By Ibrahim Rahimi


2019-02-09 07:03:02 8 Comments

I am a beginner Python developer and I wrote a script in Python which fetches 50 latest jobs from jobs.af (a jobs portal) API, categories them based on jobs gender and write each to a separate CSV and Excel sheet files. I want my code cleaner and more readable, so I really like to get comments on code structure and how to make the code more readable and nice.

#! /usr/bin/python
'''This is a simple command line python program which fetches maximum 50 latest
    jobs from jobs.af API and accept two optional arguments (--category='job category
    --title='job title') and can filter jobs bassed on them, then it prints the result
    to a .xlsxworksheet with three sheets Male, Female and Any according the gender of
    jobs.
'''

import urllib2
import json
import sys
import csv
import xlsxwriter
import argparse

# Create an ArgumentParser
parser = argparse.ArgumentParser(description = 'Fetch and list maximum 50 latest\
                                jobs from "jobs.af" based on title, category, with \
                                both of them or with out of them.'
                                )
# Create arguments using argparse object
parser.add_argument('--category', help = "takes job category name or it's id ")
parser.add_argument('--title' , help = 'takes job title as string')

# Some variables used for flag.
job_title = ''
job_category = ''
flag = True

# Use tyr except to handle arguments parsing.
try:
    parser.parse_args([])
    args = parser.parse_args()

    # Assgin command line arguments to variables to pass them to urlBuilder method
    job_category = args.category
    job_title = args.title
except:
    flag = False
    print 'please enter your search like this patter: --category="catgory name" \
            --title="title name"'

# General url for jobs.af API
url = 'http://api.jobs.af/jobs?filter=1&per_page=50'

# Create the url(filter the request) to get data from jobs.af API
def url_builder(category = None, title = None):
    if category and title:
        title_query = title and '&position_title=' + title.replace(' ', '%20') or ''
        category_query = category and '&category=' + category.replace(' ', '%20') or ''
        global url
        return url + category_query + title_query

    elif category and not title:
        category_query = category and '&category=' + category.replace(' ', '%20') or ''
        return url + category_query

    elif title and not category:
        title_query = title and '&position_title=' + title.replace(' ', '%20') or ''
        return url + title_query

    else:
        url = 'http://api.jobs.af/jobs?per_page=50'
        return url


'''Get data from API as json object and get the specific parts of jobs and print them to
   a worksheet in differen sheet according to gender.
'''
def list_jobs(query):
    # Use urllib2 to load data as a json object.
    json_object = urllib2.urlopen(query)
    json_data = json.load(json_object)

    # Create a workboo using xlsxwriter to write data in it.
    workbook = xlsxwriter.Workbook('listJobs.xlsx')

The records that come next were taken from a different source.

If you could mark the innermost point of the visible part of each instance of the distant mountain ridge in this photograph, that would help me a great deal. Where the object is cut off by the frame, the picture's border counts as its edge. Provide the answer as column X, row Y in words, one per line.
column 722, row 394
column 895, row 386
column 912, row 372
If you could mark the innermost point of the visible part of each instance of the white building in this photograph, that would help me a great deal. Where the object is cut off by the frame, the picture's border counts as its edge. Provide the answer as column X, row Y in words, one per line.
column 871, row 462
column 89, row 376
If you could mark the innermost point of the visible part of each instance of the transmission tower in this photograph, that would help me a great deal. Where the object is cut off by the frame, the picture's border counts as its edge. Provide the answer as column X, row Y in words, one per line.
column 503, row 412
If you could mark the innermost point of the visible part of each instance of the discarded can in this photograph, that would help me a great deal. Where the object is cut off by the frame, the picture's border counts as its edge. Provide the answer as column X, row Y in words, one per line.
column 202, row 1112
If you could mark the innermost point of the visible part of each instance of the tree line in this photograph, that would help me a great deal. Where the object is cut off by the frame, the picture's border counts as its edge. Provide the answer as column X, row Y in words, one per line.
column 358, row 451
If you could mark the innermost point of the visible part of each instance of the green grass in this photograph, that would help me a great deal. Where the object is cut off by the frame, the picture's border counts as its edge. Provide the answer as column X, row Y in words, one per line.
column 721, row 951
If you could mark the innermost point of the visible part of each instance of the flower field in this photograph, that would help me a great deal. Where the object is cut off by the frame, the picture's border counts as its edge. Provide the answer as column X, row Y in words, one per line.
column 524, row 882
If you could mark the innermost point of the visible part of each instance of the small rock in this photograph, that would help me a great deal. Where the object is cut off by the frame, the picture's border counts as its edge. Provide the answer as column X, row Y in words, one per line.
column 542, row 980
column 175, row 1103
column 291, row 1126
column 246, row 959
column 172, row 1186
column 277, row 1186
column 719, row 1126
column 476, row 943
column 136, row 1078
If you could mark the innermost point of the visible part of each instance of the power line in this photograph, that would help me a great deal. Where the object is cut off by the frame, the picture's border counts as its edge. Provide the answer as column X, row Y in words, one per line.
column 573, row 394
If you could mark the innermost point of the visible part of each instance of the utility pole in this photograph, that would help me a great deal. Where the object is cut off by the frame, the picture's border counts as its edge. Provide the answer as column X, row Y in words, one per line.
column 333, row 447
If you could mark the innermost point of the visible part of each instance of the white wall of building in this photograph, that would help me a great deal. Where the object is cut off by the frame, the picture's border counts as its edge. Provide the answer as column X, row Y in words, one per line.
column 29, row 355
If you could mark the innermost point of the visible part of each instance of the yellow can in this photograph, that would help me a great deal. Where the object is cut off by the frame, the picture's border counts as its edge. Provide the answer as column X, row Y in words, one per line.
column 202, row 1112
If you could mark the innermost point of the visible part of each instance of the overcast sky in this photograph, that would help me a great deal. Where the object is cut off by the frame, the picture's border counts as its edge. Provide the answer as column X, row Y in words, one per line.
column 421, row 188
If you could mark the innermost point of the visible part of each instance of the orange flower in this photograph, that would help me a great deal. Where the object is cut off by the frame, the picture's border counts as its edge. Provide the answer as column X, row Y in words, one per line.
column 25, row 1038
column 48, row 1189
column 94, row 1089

    male_sheet = workbook.add_worksheet('Male')
    male_sheet.write_row('A1',['PSITION TITILE', 'SKILLS', 'EXPIRE-DATE',
                               'GENDER', 'LOCATION', 'CATEGORY'
                               ])

    female_sheet = workbook.add_worksheet('Female')
    female_sheet.write_row('A1',['PSITION TITILE', 'SKILLS', 'EXPIRE-DATE',
                                 'GENDER', 'LOCATION', 'CATEGORY'
                                 ])

    any_sheet = workbook.add_worksheet('Any')
    any_sheet.write_row('A1',['PSITION TITILE', 'SKILLS', 'EXPIRE-DATE',
                              'GENDER', 'LOCATION', 'CATEGORY'
                              ])

    # Open a CSV file.
    csv_file = open('jobs.csv', 'a')

    # Create an object of csv.writer to write to a csv file.
    csv_writer = csv.writer(csv_file)

    # Write to CSV file.
    csv_writer.writerow(['Position Title', 'skill', 'Expire Date', 'Gender',
                         'Location', 'Category'
                         ])

    # Counters
    any_counter = 1
    female_counter = 1
    male_counter = 1
    count = 0
    k = 0

    # Loop over dictionary to fetch jobs attributes 
    for item in json_data['data']:
        # Get items and encode and decode them to write items to xlsx files. 
        title = item['position_title'].encode('utf-8')
        dtitle = title.decode('unicode-escape')
        skills = item['skills_requirement'].encode('utf-8')
        dskills = skills.decode('unicode-escape')
        expire = item['expire_date'].encode('utf-8')
        dexpire = expire.decode('unicode-escape')
        gender = item['gender'].encode('utf-8')
        dgender = gender.decode('unicode-escape')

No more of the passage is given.